From: Omar Polo <op@omarpolo.com>
Subject: Re: struct vs buffers for got_imsg_tree_entry
To: Stefan Sperling <stsp@stsp.name>
Cc: gameoftrees@openbsd.org
Date: Thu, 02 Feb 2023 12:22:27 +0100

On 2023/02/01 19:37:45 +0100, Stefan Sperling <stsp@stsp.name> wrote:
> On Wed, Feb 01, 2023 at 05:55:15PM +0100, Omar Polo wrote:
> > Not as straightforward as the other diffs. The struct
> > got_parse_tree_entry keeps a pointer to the ID in the parsed tree
> > buffer so we need to reconstruct the got_object_id from that.  I've
> > done so in the function send_tree_entries_batch, although we could
> > also do that directly when parsing.  I went with the former to avoid
> > going thru the rabbit hole of changing got_parsed_tree_entry too.
> > We'll get to that later.
> > 
> > This is needed because I'd like to transmit only structs got_object_id
> > over imsg and don't want to run into issue should that struct be
> > changed (*wink*).  The downside is that we introduce a memcpy
> > (actually, double, imsg_add is another implcit memcpy) that might
> > impact runtime.
> 
> struct got_imsg_tree_entry already used got_object_id before
> this commit: e033d8037031ecafbf4a99c69c25f1be778ef9d3 
> 
> I would like to keep tree entry parsing free of memcpy as much
> as possible in got-read-tree and especially got-read-pack.
> Considerable work went into this before, with repeated profiling etc.

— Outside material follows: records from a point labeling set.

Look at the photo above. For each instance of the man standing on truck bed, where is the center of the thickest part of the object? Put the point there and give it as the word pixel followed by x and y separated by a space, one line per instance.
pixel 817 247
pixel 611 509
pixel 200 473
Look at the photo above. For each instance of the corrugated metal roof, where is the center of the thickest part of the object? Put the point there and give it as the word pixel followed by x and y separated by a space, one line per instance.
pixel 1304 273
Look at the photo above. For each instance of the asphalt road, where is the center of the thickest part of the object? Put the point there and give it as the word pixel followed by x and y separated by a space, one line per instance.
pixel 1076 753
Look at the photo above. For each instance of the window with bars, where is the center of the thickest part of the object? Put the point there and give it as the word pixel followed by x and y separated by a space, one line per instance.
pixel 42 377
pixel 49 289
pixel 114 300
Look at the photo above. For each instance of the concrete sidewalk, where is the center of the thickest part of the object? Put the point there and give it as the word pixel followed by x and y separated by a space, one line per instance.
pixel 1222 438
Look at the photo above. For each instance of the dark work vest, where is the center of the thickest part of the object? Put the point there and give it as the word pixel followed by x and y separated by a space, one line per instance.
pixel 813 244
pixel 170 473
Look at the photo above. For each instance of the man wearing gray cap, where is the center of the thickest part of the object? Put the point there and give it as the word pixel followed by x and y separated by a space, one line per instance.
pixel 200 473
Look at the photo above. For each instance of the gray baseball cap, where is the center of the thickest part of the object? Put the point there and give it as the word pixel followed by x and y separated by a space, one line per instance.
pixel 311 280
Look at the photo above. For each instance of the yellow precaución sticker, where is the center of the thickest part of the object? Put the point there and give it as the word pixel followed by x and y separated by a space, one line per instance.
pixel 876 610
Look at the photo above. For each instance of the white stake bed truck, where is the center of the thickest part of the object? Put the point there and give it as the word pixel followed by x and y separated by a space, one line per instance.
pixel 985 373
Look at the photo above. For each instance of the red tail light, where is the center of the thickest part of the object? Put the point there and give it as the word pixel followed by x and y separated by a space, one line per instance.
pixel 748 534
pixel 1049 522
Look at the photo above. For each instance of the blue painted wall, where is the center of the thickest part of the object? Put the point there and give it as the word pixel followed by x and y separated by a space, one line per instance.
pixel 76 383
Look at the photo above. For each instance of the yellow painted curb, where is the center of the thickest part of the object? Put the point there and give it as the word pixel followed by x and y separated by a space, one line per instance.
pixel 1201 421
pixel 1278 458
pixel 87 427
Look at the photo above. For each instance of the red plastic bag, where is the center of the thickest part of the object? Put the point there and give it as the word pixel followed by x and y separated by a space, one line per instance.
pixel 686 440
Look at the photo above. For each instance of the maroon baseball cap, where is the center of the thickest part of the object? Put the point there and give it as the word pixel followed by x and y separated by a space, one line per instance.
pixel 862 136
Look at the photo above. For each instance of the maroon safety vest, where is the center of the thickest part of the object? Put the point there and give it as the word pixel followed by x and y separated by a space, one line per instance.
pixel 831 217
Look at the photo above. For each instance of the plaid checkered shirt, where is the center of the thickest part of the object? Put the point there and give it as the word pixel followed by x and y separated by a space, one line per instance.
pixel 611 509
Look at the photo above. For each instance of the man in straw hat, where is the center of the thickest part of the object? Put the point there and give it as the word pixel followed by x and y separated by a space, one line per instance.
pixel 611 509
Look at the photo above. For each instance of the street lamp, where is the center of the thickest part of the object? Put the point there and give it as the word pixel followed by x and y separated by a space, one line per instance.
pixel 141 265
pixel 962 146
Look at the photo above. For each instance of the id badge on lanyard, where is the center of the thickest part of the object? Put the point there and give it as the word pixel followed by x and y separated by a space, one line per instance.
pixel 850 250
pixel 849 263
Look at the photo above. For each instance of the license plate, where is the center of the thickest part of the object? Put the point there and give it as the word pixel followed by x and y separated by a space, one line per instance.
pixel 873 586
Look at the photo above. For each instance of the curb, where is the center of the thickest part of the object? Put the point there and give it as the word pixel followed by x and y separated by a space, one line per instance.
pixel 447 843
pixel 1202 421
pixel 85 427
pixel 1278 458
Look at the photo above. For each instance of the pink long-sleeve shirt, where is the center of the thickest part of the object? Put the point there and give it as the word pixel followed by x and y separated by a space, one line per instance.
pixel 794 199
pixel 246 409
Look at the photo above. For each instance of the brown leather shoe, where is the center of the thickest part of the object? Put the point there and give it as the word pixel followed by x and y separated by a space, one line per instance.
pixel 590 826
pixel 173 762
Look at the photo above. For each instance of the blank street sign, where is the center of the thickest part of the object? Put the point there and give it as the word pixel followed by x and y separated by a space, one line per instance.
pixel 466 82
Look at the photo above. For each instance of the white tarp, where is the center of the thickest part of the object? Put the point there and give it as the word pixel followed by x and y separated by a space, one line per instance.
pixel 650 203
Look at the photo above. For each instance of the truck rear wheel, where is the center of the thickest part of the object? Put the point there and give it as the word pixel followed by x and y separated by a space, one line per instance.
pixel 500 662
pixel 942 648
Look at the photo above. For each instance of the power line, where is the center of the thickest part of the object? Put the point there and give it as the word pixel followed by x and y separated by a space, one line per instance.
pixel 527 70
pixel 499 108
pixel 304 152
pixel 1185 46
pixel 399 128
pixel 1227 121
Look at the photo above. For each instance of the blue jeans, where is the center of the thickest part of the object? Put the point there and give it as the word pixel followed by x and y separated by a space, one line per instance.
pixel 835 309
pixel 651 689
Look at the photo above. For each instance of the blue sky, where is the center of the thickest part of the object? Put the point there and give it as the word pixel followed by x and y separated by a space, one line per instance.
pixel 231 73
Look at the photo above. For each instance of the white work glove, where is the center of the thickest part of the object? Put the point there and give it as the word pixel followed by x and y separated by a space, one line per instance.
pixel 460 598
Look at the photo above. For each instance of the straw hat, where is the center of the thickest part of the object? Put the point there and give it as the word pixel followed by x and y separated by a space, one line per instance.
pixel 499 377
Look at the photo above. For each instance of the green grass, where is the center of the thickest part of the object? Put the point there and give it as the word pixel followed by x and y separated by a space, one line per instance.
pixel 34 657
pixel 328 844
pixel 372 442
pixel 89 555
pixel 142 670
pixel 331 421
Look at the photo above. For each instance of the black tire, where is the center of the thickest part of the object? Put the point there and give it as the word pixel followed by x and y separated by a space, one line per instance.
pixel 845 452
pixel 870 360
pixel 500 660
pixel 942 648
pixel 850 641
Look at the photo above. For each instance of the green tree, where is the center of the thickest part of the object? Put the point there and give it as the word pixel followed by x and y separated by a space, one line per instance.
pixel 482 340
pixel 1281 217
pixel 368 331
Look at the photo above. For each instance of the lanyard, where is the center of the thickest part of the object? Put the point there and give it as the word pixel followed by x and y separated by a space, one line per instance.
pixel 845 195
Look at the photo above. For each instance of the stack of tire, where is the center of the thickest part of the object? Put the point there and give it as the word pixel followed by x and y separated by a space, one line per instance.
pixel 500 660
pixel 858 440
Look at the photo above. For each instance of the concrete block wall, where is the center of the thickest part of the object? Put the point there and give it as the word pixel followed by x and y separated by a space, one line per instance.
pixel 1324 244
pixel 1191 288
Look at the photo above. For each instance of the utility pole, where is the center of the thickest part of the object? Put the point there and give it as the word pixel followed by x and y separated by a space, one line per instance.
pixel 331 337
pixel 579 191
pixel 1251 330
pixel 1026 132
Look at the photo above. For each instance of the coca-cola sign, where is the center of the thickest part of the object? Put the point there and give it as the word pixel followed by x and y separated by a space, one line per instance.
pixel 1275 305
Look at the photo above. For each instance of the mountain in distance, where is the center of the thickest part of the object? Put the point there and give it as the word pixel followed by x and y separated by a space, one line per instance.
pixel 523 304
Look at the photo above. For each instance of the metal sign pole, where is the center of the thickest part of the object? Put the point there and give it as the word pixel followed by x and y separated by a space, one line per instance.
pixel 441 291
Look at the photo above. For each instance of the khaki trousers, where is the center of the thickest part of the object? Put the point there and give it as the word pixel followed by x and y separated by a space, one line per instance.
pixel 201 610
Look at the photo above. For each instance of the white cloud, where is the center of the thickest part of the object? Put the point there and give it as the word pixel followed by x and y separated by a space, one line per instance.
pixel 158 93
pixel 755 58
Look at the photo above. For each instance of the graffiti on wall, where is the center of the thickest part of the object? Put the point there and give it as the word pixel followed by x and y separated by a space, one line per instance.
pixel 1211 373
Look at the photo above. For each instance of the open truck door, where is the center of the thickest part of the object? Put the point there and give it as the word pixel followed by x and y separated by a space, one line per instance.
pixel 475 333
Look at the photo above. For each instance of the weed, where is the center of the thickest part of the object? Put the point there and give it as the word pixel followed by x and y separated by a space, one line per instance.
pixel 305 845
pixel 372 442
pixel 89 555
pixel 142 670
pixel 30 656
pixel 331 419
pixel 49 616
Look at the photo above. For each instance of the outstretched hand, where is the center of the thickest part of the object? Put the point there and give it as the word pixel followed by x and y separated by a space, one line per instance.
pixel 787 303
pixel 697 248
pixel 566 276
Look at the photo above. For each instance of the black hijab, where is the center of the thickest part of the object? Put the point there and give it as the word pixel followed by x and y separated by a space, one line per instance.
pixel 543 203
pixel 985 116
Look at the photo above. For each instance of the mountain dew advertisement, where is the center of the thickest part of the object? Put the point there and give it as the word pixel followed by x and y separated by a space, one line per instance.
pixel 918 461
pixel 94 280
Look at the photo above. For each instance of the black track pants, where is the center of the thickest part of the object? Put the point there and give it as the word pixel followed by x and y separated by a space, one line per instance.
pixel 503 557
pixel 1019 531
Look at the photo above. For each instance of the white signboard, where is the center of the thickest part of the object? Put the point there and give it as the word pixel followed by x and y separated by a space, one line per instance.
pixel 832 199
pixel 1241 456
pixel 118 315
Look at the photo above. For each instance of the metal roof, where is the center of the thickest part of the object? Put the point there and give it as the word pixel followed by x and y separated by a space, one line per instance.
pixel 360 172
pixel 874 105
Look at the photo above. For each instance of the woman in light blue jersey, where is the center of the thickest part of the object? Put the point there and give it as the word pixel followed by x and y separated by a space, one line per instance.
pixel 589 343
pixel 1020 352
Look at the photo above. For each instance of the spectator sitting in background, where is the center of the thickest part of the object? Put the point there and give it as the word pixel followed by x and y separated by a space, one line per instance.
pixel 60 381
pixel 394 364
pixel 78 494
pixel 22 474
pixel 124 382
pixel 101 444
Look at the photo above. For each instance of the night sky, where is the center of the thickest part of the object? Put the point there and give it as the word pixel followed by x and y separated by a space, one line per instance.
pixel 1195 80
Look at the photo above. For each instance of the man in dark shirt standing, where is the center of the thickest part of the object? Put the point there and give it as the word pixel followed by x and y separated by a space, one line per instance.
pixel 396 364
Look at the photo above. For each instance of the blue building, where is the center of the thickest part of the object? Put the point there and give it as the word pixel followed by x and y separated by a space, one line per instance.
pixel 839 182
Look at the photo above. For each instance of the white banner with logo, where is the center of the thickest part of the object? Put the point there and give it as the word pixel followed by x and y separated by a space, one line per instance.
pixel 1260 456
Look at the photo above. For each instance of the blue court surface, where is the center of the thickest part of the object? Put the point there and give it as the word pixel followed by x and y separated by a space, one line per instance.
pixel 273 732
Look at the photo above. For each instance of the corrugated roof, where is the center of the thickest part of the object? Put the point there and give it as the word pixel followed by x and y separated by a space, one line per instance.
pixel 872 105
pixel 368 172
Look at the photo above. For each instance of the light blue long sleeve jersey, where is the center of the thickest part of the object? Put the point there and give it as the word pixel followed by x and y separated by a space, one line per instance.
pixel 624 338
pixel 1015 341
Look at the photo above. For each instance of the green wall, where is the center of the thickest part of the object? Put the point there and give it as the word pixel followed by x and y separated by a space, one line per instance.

I see.  I suspected that but wasn't sure.

> Could we use a special-case abstraction just for this layer?
> When adding sha256 support we could grow the ID array to the new
> maximum size, and keep pointers to the ID buffer as it is done now?
> Both SHA1 and SHA256 would then fit into this buffer:
> 
>  -	char id[SHA1_DIGEST_LENGTH];
>  +	char id[SHA256_DIGEST_LENGTH];
> 
> And we might perhaps need a flag or length field to tell us how
> much valid data can be found in the buffer. Though such a field
> would probably be redundant global repository format info, which
> we would need to keep around anyway. In the parent process there would
> be a struct repository available which would tell us which ID format
> is being used. And the helpers would likewise need this information
> to parse objects correctly, so they should also be able to tell how
> to populate this particular struct correctly.

Agreed; after all we can deduce the info, or in the worst case add a
"idlen" field.  The most important thing IMHO is to 1) send
got_object_id so the libexec process know what kind of data to expect
and 2) don't read SHA1_DIGEST_LENGTH bytes as `struct got_object_id'.

consider this patch dropped then, we'll revisit this part when
actually getting to sha256.